Frank Martinez Untitled 5-7 and 5-6
Though Martinez's paintings have varied in style and methods over the years his work is a great example of contemporary painting that leaves more of the expression in the conceptual and planned phase of making rather than a play by play reaction to every brushstroke on the canvas. The forms, be it organic or hard edged geometric, have a distinct feel for how and what we experience in our daily lives without the trap of literally representing those experiences. His latest work is grounded close to physical reality through color and form. The fact that he uses numbers for titles (a functional method to catalog as well) adds to the realism. The work becomes a functional document with the intent to beautify, allowing the viewer to investigate without linguistic interference or a staged preconception by the artist. 
Richard Diebenkorn Untitled ocean Park 1974 and Ocean Park No27, 1970 and Christopher Richard Wynne Nevinson The Soul of the Souless City
Something is not born from nothing and every artist has influences and as viewers we make our own references. After some time looking at Martinez’s paintings I started making correlations to the manipulation of space in Richard Diebenkorn’s Ocean Park series of paintings. Christopher Richard Wynne Nevinson’s, late 30’s and early 40’s, city and landscape paintings have similar angles and coloration. Most striking is Charles Sheeler’s depiction of modern industrial sights and cityscapes that use dramatic angles, flat geometric shapes, and heavy gradated colors.

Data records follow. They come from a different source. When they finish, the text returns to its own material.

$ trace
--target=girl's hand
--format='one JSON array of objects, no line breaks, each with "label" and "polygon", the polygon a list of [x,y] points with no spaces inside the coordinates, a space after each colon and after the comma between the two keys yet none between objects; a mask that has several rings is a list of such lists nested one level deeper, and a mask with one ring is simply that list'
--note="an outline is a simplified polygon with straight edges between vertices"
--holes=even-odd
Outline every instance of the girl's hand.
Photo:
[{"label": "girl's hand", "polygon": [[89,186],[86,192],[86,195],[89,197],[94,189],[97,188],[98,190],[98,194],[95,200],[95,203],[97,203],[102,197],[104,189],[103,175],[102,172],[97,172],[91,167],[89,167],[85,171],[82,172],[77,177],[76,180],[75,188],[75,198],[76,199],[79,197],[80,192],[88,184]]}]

Charles Sheeler New England Irrelevancies, 1953, Ore Into Iron, 1953 and Church Street El, 1920
Martinez’s latest paintings titled 5-1, 5-6, 5-7 etc. are exceptional in color and the method of painting. Knowing how to aesthetically fragment and divide space on a canvas is an art form in itself. Knowing how to lead a persons view into a 2 dimensional space and how to let them leave that space is art 101and an extremely important lesson that cannot be underrated. Once mastered the artist can use it or not and an experienced viewer can detect this intention. Martinez masters this affect and it may be more prevalent because the paintings are so articulately designed like mid-century modern graphics. Even the coloring has a nostalgic presence that is so popular today. 

Frank Martinez latest show “Out / Line” runs from December 8th, 2011 through January 21st, 2012 at Plus+Gallery, Denver.